Hukukumuzda ise yukarıda yaptığımız açıklamalar[28] ışığında; ses kayıtlarının disk ve diskete yüklü dataların, süreklilik arz eden bir madde üzerine yazılmadıklarından dolayı metin olarak kabul görmediğini ifade etmiştik. Doktrindeki mevcut baskın görüşte bu yöndedir.[29] Bu görüşün kabulünün temel kaynağı klasik şekilde yazılmış beyanlara oranla bu kayıtların çok daha kolay değiştirilebilir olmasıdır. Hukukumuzda metnin yazılık şartını gerçekleştirebilmesi için, somut ve maddesel(nesnel) niteliğe de sahip olmasının yanı sıra kendiliğinden anlaşılabilir nitelikte de olması gerekir. Elektronik ortamda oluşturulan metinler nesnel niteliğe sahip değildir. Çünkü yazılanlar manyetik optik veri taşıyıcılarında ya da bilgisayarın hard-diskinde bulunur.

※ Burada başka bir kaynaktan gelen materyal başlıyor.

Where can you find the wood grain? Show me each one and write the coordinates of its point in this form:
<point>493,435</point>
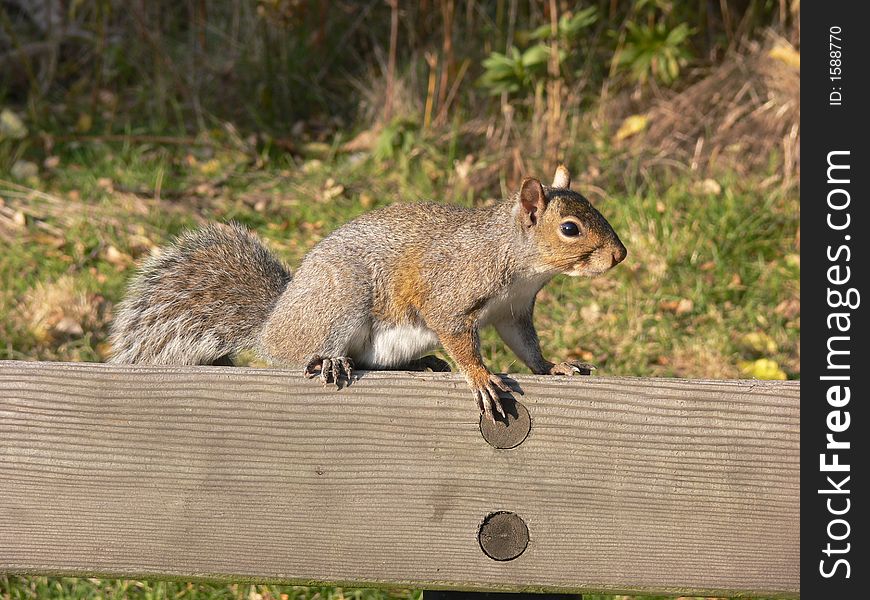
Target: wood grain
<point>628,485</point>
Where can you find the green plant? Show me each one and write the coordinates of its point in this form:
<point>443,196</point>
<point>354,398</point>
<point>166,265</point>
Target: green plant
<point>570,26</point>
<point>655,51</point>
<point>514,71</point>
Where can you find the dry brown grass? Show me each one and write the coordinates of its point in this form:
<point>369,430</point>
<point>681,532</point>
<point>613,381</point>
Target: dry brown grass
<point>737,116</point>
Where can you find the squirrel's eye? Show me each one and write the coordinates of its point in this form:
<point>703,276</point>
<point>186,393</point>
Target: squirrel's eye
<point>570,229</point>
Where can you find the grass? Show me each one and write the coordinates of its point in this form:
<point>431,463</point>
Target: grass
<point>710,287</point>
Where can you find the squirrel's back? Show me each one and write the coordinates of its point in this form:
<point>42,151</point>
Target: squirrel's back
<point>204,297</point>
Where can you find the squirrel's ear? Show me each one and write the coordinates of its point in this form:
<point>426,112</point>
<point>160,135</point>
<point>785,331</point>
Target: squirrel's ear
<point>562,179</point>
<point>532,200</point>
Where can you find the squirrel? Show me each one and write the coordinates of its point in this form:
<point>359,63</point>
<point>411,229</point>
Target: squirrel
<point>380,292</point>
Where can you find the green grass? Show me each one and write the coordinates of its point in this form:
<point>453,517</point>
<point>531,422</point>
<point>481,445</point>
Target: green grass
<point>711,282</point>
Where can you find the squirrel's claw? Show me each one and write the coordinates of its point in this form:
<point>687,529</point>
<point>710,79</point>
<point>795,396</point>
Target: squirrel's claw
<point>570,367</point>
<point>487,397</point>
<point>330,370</point>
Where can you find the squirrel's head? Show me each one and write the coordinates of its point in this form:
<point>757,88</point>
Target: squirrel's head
<point>571,236</point>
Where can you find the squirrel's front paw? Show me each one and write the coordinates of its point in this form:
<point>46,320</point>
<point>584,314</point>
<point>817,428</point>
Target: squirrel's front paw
<point>485,390</point>
<point>570,367</point>
<point>330,370</point>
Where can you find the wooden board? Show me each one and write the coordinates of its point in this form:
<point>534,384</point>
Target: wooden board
<point>625,484</point>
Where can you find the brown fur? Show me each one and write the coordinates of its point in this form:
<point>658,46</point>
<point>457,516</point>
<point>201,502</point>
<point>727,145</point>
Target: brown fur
<point>381,290</point>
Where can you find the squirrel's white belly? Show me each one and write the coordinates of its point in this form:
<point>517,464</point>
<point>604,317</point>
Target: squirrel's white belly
<point>389,346</point>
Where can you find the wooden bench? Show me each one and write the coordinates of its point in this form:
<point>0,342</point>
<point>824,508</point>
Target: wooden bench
<point>627,485</point>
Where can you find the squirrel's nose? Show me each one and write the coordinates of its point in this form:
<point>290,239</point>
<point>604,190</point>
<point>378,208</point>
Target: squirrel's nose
<point>619,255</point>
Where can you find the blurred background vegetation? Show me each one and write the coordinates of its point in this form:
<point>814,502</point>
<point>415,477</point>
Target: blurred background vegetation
<point>123,122</point>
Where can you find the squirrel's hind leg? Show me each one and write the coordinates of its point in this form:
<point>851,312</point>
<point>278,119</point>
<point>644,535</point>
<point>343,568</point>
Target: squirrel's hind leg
<point>319,321</point>
<point>430,363</point>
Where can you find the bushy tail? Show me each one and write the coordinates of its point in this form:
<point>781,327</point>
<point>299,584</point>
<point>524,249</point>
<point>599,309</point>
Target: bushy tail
<point>202,298</point>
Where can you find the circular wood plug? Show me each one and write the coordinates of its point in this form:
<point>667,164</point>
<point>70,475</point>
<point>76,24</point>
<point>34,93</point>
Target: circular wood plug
<point>509,432</point>
<point>503,535</point>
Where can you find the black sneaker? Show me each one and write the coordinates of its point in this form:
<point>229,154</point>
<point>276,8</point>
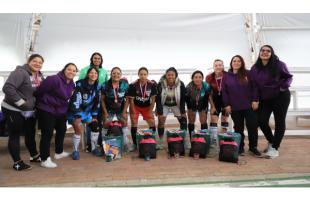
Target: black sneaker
<point>20,165</point>
<point>36,159</point>
<point>241,152</point>
<point>255,152</point>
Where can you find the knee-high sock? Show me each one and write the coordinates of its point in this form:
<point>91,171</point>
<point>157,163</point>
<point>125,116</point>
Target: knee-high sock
<point>204,126</point>
<point>214,131</point>
<point>134,135</point>
<point>153,129</point>
<point>191,128</point>
<point>161,132</point>
<point>183,123</point>
<point>76,142</point>
<point>94,139</point>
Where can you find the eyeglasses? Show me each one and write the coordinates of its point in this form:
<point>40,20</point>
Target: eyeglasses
<point>267,50</point>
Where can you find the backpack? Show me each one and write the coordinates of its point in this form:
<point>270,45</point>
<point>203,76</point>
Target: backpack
<point>115,129</point>
<point>175,140</point>
<point>146,144</point>
<point>200,144</point>
<point>229,151</point>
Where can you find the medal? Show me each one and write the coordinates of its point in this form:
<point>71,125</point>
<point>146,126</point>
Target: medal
<point>115,91</point>
<point>143,93</point>
<point>218,81</point>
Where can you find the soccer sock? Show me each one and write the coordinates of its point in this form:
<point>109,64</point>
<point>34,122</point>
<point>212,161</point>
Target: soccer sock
<point>183,123</point>
<point>214,130</point>
<point>76,142</point>
<point>224,125</point>
<point>191,128</point>
<point>161,132</point>
<point>94,139</point>
<point>134,135</point>
<point>204,126</point>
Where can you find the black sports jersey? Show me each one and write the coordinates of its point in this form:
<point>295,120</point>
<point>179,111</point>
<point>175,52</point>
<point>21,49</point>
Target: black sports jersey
<point>142,94</point>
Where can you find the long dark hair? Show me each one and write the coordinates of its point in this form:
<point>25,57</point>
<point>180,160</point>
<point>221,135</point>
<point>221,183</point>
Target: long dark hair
<point>197,72</point>
<point>217,60</point>
<point>172,69</point>
<point>67,65</point>
<point>272,63</point>
<point>91,59</point>
<point>114,68</point>
<point>241,72</point>
<point>88,71</point>
<point>143,68</point>
<point>33,56</point>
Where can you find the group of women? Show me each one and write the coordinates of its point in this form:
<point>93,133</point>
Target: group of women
<point>248,96</point>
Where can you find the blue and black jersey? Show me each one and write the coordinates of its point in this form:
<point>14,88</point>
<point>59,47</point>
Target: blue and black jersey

Ancak doktrinde yazarlar[30] hard-disk, disket, CD-rom veya kayıt çipi gibi kayıt araçlarında bulunan verilerinin nesnel nitelikte olduğunu öne sürmektedirler. Bu görüşe katılmak mümkün değildir. Çünkü Internet üzerinden kurulan iletişimde (veri paketlerine ayrılmış ve alıcıya ağ üzerinden gönderme şeklinde gerçekleştiğinden) beyanın içeriği nesnelliğini sağlayan taşıyıcıdan ayrılarak muhataba gönderilir.[31] Bu durum da beyanda bulunanın beyanı kendisine sürekli ve kalıcı olarak sabitlenmesi koşuluna aykırılık teşkil eder.

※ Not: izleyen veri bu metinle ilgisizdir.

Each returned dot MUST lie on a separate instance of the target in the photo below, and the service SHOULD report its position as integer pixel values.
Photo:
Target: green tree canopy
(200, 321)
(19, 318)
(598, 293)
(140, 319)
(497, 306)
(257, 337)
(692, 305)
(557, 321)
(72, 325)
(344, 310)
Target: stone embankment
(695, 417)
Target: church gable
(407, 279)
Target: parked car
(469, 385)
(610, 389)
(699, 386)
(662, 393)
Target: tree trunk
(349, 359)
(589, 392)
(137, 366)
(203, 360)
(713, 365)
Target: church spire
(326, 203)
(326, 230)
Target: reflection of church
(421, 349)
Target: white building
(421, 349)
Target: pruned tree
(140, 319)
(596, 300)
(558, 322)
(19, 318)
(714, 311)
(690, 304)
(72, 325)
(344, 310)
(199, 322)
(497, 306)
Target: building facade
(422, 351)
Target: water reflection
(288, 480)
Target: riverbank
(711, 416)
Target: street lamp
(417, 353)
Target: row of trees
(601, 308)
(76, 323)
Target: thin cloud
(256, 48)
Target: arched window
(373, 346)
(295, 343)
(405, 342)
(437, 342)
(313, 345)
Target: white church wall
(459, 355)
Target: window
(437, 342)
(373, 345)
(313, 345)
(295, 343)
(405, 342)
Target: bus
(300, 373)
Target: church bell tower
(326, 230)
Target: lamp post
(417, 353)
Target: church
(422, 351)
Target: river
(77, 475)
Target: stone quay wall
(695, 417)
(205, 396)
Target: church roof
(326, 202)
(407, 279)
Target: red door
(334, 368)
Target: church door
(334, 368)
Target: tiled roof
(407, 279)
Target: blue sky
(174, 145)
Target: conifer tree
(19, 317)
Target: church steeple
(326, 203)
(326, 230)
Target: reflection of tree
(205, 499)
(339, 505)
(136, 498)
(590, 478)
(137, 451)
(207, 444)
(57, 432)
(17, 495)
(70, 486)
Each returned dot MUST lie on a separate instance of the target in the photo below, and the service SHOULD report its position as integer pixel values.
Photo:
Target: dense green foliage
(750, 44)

Mevcut somut nesnel bir irade beyanının bilgisayarda taranarak karşı tarafa elektronik yolla gönderilmesinde sabitleme koşulu gerçekleşmesine karşı sabitlenen kayıt hukuki işlemin kurulmasında doğrudan bir rol almadığı için yazılılık unsuru gerçekleşmiş olmaz. Kaldı ki karşı tarafın çıktı alarak metne nesnellik kazandırmış olur. Ancak elektronik sözleşmenin ruhuna aykırı olarak Internet üzerinden kurulan bir sözleşmeden ziyade faks çekiminden farklı bir mahiyet arz etmez. Aynı zamanda karşı tarafın çıktı alıp almamasına bir sözleşmenin geçerliliğinin bağlanması,karşı tarafın sözleşmenin geleceği ile karar verme tekelinin bırakılması hukukun genel prensipleriyle bağdaşmaz.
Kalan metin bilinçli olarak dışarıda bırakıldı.